I believe this can be solved in O(N)$O\left(N\right)$$O(N)$ time and space, by using a map to record the position of the first occurrences of numbers. If a number was seen already, check the distance and update the max distance if necessary. Otherwise record the current position.

First: Always use brackets around conditionals, even one-liners. It makes it easier to update later. That’s not a big factor with this code, but it may well be with code you write in the future, and it’s a good habit to get in to.

Add a comment before return 1; explaining that 1 is the default amount because… [your reasoning here].

//if it is larger than the highestSpan then record it


right before code that explains itself are entirely unnecessary.

Always put spaces both before and after every binary operator — things like &&.

if ((nums[i] == nums[j])&& j != i){ //if duplicate


The first set of parentheses is unnecessary, but doesn’t harm anything. However, you should always try to be consistent — if you parenthesize one side, parenthesize the other side, too. I decided to remove them altogether.

Newlines should separate logically separate code — I like to separate the variable declarations from the calculations bits, unless the variables are one-off little things that are just to make things readable. I also like to separate the bit that returns things from the rest. See the changed code that the bottom for what I mean.

As far as your actual algorithm: Just about the only improvement I could offer is that you should initialize j to i + 1 rather than 0 to avoid extra traversing that you already did, albeit backwards. To clarify, this is what your for blocks should look like (with the insides snipped):

for (int i = 0; i < nums.length; i++) {
for (int j = i + 1; j < nums.length; j++){
// [snip!]
}
}


If you want, you can put a ternary instead of the if block at the end; something like this:

return duplicate ? highestSpan : 1;


(Note: I also stole something from janos’ answer — I got rid of duplicate.)

public int maxSpan(int[] nums) {
int highestSpan = 0;
int span;
if (nums.length == 0) {
return highestSpan;
}
for (int i = 0; i < nums.length; i++) {
for (int j = i + 1; j < nums.length; j++){
if (nums[i] == nums[j] && j != i){ // if duplicate
//get the absolute value of j - i
span = j - i + 1; //Add 1 because it needs to count itself

if (span > highestSpan) {
highestSpan = span;
}
}
}
}

return highestSpan > 1 ? highestSpan : 1;
}


According to CodingBat, it still works.

You can cut the computational complexity nearly in half.

Your nested for-loop is actually checking each pair of objects twice. Try unwrapping the loop and write out each combination of i and j to see why.

Consider this loop:

for (i = 0 to nums.length) {
for (j = i+1 to nums.length) {
...
}
}


If you unwrap that one, you will see we end up with only unique combinations of i and j, and it eliminates the possibility that i>j (which could make your span variable negative).

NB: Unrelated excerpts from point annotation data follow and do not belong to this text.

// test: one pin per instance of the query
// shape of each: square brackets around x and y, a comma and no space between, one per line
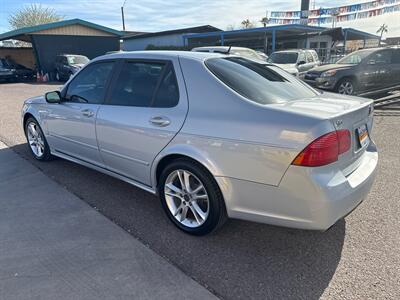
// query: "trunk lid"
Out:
[344,112]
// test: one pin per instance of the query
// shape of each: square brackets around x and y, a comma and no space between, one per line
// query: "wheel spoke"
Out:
[173,188]
[197,211]
[200,197]
[198,189]
[184,213]
[33,130]
[181,180]
[173,195]
[188,195]
[186,177]
[177,210]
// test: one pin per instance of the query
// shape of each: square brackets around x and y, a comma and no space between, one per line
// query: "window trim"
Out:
[123,61]
[108,82]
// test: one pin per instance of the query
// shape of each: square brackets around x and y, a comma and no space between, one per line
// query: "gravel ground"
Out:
[358,258]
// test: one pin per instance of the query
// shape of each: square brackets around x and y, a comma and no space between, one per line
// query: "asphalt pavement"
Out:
[55,246]
[358,258]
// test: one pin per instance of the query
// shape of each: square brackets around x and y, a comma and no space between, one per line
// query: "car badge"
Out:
[369,109]
[339,123]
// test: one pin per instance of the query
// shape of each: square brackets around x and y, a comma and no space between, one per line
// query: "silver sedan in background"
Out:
[214,136]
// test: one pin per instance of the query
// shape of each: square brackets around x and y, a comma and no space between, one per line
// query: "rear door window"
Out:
[89,85]
[381,57]
[258,82]
[396,56]
[145,84]
[309,57]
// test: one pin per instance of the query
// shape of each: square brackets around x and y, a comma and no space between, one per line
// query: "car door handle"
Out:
[160,121]
[87,113]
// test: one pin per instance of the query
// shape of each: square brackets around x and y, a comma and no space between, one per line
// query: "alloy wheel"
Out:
[186,198]
[35,139]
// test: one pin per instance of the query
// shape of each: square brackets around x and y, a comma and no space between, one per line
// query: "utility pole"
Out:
[123,16]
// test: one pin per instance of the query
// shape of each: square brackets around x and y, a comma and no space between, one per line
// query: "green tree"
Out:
[33,14]
[247,24]
[382,30]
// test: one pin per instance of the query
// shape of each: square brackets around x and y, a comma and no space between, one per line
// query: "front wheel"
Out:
[191,198]
[37,141]
[346,86]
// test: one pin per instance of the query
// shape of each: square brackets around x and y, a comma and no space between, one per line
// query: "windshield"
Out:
[259,82]
[283,57]
[77,60]
[354,58]
[4,63]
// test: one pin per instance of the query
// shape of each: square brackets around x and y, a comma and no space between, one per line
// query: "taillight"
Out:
[325,149]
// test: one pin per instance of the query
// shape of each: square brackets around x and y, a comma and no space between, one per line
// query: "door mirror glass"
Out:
[53,97]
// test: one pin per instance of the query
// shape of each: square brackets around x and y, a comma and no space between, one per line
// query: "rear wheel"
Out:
[58,78]
[191,198]
[37,141]
[346,86]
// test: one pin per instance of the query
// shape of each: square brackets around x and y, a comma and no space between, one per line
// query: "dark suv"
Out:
[361,71]
[11,71]
[68,64]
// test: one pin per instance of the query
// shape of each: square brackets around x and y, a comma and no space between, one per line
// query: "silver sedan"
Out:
[214,136]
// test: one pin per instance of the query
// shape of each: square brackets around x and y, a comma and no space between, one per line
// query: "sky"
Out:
[158,15]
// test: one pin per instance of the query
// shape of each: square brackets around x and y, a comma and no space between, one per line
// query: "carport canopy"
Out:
[73,27]
[73,36]
[258,36]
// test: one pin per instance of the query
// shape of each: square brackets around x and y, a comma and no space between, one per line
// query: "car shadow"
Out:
[242,260]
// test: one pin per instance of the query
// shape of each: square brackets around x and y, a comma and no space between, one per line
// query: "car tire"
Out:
[346,86]
[37,141]
[197,213]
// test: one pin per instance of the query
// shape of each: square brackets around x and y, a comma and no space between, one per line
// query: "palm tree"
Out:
[246,24]
[382,30]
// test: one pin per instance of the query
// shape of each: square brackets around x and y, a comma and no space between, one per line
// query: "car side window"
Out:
[381,57]
[137,84]
[168,91]
[89,86]
[302,57]
[309,57]
[396,56]
[315,55]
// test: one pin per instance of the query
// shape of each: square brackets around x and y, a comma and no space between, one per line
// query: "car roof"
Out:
[294,50]
[220,48]
[160,54]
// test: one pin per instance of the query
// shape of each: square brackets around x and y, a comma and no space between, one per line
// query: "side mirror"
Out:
[53,97]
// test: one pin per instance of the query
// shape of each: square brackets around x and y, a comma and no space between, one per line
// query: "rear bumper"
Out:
[327,83]
[306,198]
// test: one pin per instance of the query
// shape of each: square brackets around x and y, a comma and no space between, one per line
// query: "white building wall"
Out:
[164,40]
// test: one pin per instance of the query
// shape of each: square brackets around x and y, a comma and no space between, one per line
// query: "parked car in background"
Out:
[296,61]
[360,71]
[11,71]
[215,136]
[68,64]
[242,51]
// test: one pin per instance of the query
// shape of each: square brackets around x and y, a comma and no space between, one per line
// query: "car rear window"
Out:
[261,83]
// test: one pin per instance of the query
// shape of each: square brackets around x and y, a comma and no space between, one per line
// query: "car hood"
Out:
[324,106]
[330,67]
[77,65]
[36,100]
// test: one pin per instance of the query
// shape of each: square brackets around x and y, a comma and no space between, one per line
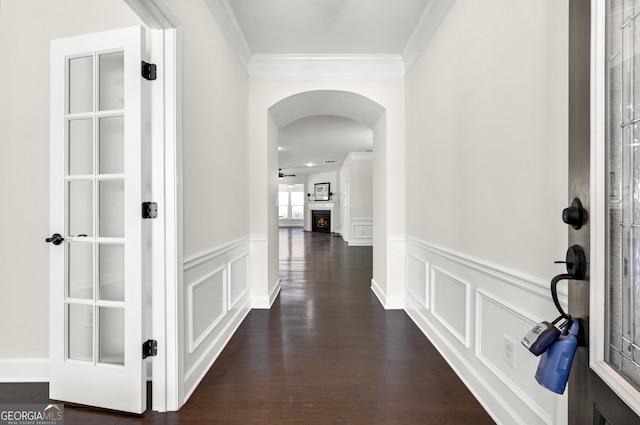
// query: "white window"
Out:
[291,202]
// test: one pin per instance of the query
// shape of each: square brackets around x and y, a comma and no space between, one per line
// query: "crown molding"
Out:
[274,66]
[154,13]
[326,66]
[226,19]
[422,34]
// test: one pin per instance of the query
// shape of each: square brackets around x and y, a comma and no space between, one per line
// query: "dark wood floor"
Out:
[326,353]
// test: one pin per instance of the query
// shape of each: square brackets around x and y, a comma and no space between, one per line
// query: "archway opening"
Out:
[366,119]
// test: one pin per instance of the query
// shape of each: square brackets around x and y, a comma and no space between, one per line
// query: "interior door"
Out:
[599,101]
[99,258]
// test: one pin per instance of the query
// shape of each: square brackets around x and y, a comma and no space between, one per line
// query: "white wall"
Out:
[356,199]
[215,98]
[215,133]
[26,28]
[486,108]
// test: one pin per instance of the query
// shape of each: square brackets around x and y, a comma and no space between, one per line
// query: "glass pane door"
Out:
[623,146]
[95,209]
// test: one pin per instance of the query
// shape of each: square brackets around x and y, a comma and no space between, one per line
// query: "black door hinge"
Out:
[149,71]
[149,210]
[150,348]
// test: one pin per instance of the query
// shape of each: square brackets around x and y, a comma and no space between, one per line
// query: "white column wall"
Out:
[487,165]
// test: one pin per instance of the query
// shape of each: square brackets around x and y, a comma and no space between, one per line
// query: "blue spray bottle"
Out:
[555,363]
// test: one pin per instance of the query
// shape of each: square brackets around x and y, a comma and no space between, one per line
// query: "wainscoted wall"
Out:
[474,313]
[216,300]
[361,233]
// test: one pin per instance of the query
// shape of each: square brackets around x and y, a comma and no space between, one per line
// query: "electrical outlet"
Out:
[88,317]
[509,351]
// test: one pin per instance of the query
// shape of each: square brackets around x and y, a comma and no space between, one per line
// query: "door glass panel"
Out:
[111,81]
[80,270]
[111,145]
[81,85]
[623,149]
[112,272]
[80,208]
[111,336]
[80,147]
[80,332]
[112,208]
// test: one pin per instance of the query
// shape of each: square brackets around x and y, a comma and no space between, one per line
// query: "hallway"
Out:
[327,353]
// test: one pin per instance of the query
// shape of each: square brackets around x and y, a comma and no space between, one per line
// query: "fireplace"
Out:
[321,221]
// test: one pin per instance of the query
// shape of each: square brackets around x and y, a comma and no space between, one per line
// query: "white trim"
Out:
[167,175]
[213,351]
[24,370]
[515,388]
[232,302]
[265,66]
[154,13]
[613,379]
[389,303]
[226,19]
[425,300]
[456,361]
[424,31]
[206,256]
[510,276]
[266,302]
[464,339]
[194,343]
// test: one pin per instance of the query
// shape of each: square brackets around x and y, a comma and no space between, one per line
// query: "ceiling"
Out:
[327,26]
[316,38]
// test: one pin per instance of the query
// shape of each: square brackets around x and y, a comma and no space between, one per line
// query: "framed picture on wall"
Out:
[321,191]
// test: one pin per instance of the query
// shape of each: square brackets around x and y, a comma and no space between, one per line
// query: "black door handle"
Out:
[56,239]
[576,262]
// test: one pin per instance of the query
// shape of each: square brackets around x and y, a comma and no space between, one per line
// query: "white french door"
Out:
[99,262]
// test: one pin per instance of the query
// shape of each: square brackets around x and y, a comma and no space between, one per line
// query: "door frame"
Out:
[167,247]
[597,303]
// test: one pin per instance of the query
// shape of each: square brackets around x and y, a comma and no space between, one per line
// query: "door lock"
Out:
[576,262]
[55,239]
[575,214]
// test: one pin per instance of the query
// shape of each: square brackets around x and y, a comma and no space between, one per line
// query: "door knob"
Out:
[574,215]
[576,262]
[56,239]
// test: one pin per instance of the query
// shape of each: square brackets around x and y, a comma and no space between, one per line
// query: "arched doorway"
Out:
[283,110]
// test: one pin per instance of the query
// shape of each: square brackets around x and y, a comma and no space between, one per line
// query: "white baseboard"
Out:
[267,302]
[389,303]
[24,370]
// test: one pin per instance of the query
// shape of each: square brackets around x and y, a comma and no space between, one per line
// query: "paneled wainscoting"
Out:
[216,300]
[473,312]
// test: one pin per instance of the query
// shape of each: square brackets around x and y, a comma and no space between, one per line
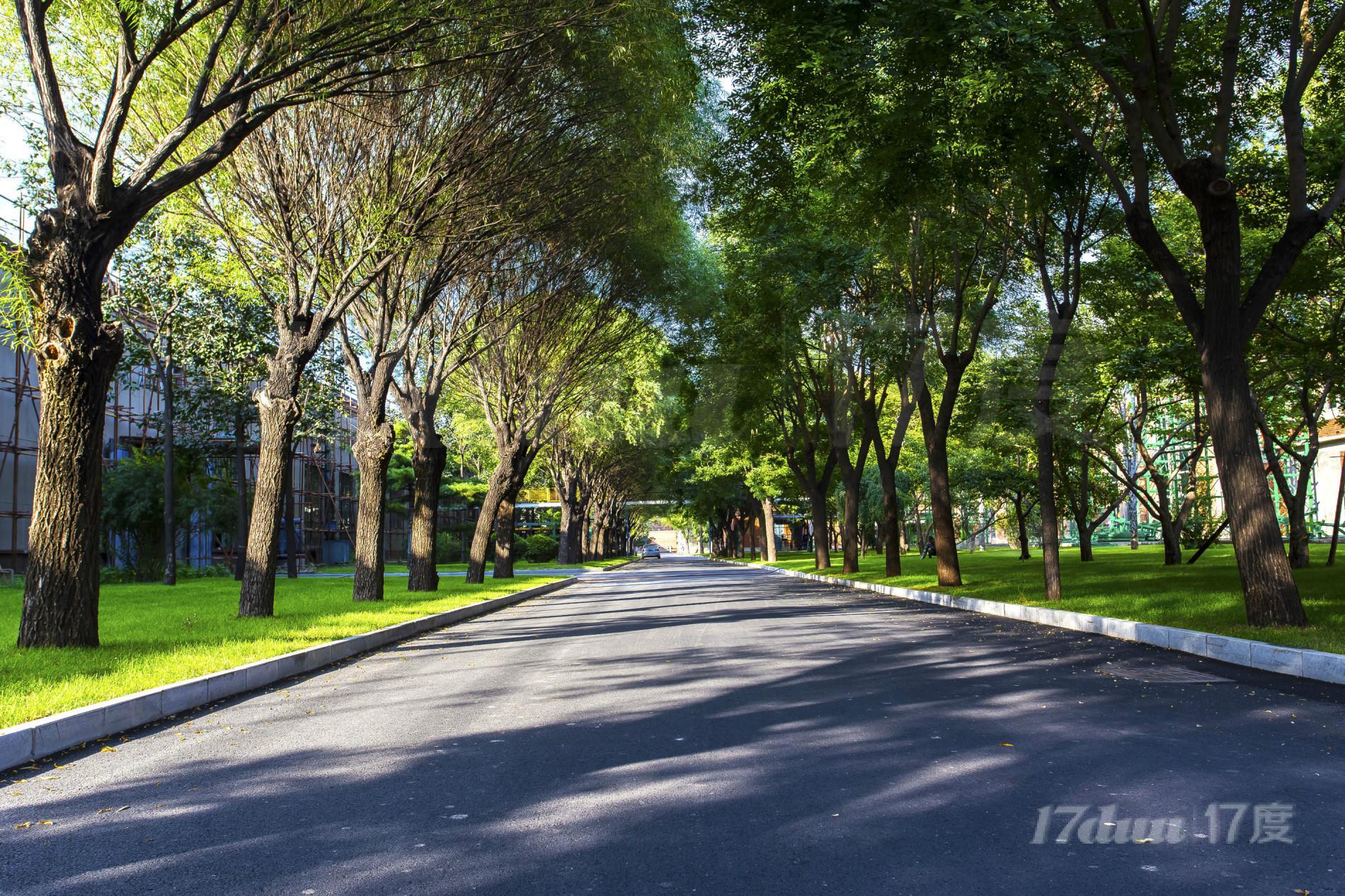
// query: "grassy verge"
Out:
[1128,584]
[155,636]
[444,568]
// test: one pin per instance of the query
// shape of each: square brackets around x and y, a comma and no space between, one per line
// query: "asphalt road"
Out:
[681,727]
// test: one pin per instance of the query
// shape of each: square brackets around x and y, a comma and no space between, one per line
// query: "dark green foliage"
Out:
[132,512]
[541,549]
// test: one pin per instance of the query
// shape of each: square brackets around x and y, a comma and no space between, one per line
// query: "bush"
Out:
[541,549]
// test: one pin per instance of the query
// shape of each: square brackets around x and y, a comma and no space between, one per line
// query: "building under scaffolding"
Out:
[323,470]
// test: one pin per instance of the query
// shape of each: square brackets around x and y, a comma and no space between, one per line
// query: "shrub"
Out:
[541,549]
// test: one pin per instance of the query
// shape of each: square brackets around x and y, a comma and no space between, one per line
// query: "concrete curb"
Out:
[1254,654]
[40,737]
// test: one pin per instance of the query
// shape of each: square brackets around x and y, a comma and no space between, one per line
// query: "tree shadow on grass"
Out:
[847,746]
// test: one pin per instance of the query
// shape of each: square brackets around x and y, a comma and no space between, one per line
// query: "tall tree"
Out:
[1197,86]
[127,97]
[318,206]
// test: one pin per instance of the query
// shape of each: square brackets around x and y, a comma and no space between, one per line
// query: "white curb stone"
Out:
[1239,651]
[53,733]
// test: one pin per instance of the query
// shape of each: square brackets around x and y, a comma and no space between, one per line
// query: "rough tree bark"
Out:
[768,529]
[1021,517]
[503,567]
[941,497]
[170,471]
[241,478]
[279,412]
[430,456]
[373,449]
[77,352]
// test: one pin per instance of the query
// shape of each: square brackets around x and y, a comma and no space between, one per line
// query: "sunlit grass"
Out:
[457,568]
[155,636]
[1128,584]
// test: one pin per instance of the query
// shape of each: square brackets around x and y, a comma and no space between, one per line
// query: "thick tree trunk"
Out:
[768,529]
[279,418]
[496,493]
[1336,524]
[291,529]
[74,372]
[428,461]
[891,521]
[1298,537]
[1047,461]
[1172,541]
[373,449]
[1024,553]
[572,518]
[820,549]
[1083,521]
[499,502]
[241,478]
[1269,587]
[503,567]
[170,476]
[850,527]
[941,498]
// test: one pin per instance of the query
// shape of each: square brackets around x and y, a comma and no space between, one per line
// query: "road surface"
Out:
[682,727]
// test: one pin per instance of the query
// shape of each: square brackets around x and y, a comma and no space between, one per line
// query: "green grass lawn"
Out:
[155,636]
[1128,584]
[521,564]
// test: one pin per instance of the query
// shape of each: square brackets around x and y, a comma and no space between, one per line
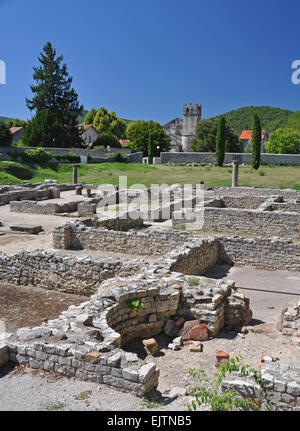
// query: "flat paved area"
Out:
[267,289]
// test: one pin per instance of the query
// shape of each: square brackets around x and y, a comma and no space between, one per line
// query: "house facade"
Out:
[88,134]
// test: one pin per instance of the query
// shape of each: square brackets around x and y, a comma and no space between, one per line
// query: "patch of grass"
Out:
[136,173]
[83,396]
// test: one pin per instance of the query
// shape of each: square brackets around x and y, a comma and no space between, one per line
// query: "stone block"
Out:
[198,333]
[31,229]
[151,346]
[188,325]
[221,357]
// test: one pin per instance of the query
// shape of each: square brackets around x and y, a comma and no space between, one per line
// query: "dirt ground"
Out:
[25,306]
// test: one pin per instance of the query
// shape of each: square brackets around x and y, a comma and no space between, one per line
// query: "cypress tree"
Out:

You can clearly do this in linear time by writing the array to a multimap. Basically we are going to have a map from value -> list of places where it appears in the array.

So {1, 4, 2, 1, 4, 4, 4} from coding bat would become the map:

1 -> 0,3
2 -> 2
4 -> 1,4,5,6


The span is obviously largest – smallest + 1. You could write a custom map object which just stores the largest and smallest value on a given key.

This is obviously linear. This is similar to the classic trick for finding duplicates, you create a HashSet, and exploit the behaviour of HashSet.add(), which returns true only if add increases the size of the set, so it will return false at the first duplicate.